Bill expands Fish and Game officers' authority on the road
CONCORD — Fish and Game conservation officers would be able to help in the North Country and other rural areas enforcing motor vehicles laws under Senate Bill 389, which House and Senate negotiators finalized Wednesday.
Supporters say SB 389 would help small communities, particularly those in the North Country with part-time police forces, by allowing conservation officers to pursue off-road vehicles when going from trails to highways, and to stop impaired, reckless or speeding drivers.
During negotiations, senators agreed to go along with the House version of the bill.
During the House debate earlier this month, supporters said the change is a long time coming.
“Fish and Game should be able to do this to help our towns and maybe prevent that drunken driver from going down that road and hurting somebody,” Rep. Joe Duarte, R-Candia, said during the debate. “Most municipalities and the State Police support this.”
Conservation officers receive the same training as the state police and local police and are trained to administer a field sobriety test, supporters have said.
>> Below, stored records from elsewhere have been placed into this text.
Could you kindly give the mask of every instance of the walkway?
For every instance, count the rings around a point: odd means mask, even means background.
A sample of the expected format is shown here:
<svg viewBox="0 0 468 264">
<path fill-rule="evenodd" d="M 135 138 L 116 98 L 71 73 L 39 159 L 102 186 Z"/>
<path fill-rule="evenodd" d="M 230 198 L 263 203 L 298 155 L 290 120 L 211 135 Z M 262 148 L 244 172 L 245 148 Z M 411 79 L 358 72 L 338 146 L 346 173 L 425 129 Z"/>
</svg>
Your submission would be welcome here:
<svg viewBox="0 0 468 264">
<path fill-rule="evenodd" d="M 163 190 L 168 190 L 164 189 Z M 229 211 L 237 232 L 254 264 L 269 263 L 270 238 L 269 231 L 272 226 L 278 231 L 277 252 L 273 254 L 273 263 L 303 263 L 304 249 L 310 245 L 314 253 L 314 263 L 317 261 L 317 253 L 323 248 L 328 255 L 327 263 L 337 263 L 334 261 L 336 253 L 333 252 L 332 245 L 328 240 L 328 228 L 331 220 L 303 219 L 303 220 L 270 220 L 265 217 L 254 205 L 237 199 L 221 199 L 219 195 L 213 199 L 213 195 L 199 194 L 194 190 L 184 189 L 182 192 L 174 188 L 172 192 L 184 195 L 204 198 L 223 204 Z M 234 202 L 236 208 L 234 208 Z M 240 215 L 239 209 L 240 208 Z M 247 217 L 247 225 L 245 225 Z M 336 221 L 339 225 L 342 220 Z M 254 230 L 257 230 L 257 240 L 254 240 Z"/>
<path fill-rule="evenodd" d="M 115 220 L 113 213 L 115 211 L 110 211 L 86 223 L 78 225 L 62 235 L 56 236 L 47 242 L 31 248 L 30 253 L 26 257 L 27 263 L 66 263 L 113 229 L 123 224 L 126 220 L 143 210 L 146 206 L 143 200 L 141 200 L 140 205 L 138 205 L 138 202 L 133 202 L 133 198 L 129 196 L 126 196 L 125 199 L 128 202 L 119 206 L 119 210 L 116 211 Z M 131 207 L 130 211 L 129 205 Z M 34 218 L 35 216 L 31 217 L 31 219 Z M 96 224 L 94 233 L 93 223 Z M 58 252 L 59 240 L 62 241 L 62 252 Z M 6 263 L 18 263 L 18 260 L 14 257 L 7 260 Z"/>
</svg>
Some are concerned the Fish and Game Department, which is cash-strapped as it is largely funded by a declining number of hunting and fishing licenses, would ask to use highway funds to help pay for conservation officers if they are allowed to enforce motor vehicle laws.
They argue adding traffic enforcement would take officers away from their primary duties and further drain the agency’s resources. The House and Senate will vote next week on the compromise.
If House and Senate approve the bill and the governor signs it, conservation officers would be able to enforce motor vehicle laws 60 days after it passes.